Application services for custom and packaged implementations have moved through the Trough of Disillusionment as more Chinese enterprises have turned to ESPs to speed up the implementation of new business systems. Traditional infrastructure and communications outsourcing services, managed print services, BI services and emerging delivery models such as infrastructure as a service (IaaS) and software as a service (SaaS) are moving through the Peak of Inflated Expectations as Chinese enterprises look at new options for operating their data centers and sourcing applications, as well as for managing and analyzing their information.
Personal cloud and platform-as-a-service offerings - new mass-market consumer-driven technologies - are moving rapidly up the Technology Trigger slope, following media tablets, which are now on the Peak. There is growing interest in China in the evolution of cloud technologies, health solutions, open source software, shared services, smart cities and green IT/sustainability.

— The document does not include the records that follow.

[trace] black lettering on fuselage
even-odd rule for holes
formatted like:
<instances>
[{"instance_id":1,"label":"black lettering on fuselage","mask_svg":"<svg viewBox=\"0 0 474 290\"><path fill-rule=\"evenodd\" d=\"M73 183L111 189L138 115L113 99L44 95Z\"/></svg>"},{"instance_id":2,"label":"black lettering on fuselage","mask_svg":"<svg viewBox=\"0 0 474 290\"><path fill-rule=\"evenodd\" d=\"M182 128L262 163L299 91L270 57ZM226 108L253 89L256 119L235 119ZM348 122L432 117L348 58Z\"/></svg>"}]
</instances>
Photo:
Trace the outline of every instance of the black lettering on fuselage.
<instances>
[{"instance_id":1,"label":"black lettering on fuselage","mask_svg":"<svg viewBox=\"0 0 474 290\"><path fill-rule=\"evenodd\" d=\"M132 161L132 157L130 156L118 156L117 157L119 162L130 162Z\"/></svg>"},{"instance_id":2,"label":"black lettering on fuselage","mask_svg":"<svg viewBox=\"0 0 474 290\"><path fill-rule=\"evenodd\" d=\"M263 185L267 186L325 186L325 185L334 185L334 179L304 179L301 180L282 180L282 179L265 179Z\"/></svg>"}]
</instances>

The Hype Cycle report also illustrates the relative benefits and likely adoption times of relevant technologies and services in China. Gartner has identified two technologies as being of transformational benefit in China and these are machine-to-machine communication services - which are seen as transformational for telecom-related and "smart"-related technologies - and smart city frameworks - which will enable Chinese cities and China-based enterprises to optimize energy use for sustainability. Gartner believes that both these technologies will take five to ten years to reach maturity.
The many technologies identified as being of high benefit to Chinese enterprises included:
- LTE, because of its significant impact on the wireless and network capabilities and efficiencies needed to handle the billions of connected devices we are likely to see used in China (and that will also be needed to enable "smart city" initiatives)
- SaaS, because it will give Chinese enterprises opportunities to adopt contemporary and automated business best practices quickly and with limited capital expenditure, to be more agile, scalable and competitive, and even to operate virtually in a global environment. These opportunities will be further enabled by x86 server virtualization and management, which provides a foundation for a range of "as a service" options, such as IaaS and PaaS, that Chinese enterprises could use as part of China's growing adoption of cloud computing.
- The emerging adoption of personal cloud services and social networking is coupled with use of media tablets, mobile devices and mobile applications is growing and affecting many enterprises, with widespread use in China by "Generation Y" staff, and technologically savvy and "switched on" executives using them to improve the productivity of their management teams.
"Senior executives, CIOs, strategists, business developers, sourcing managers and technology planners of local and multinational enterprises established in China should consider the technologies and related services on this Hype Cycle when developing emerging business, technology and service portfolios and related execution strategies," said Mr. Longwood.
"Similarly, CIOs of multinational enterprises seeking to set up business operations in China will find the analysis useful in terms of understanding local challenges and modifying their IT strategies to take account of the maturity of China's ICT market in comparison with those they typically operate in. Vendors' marketing managers will also find the analysis useful when preparing and implementing marketing strategies to grow or establish product and service offerings in China's ICT market."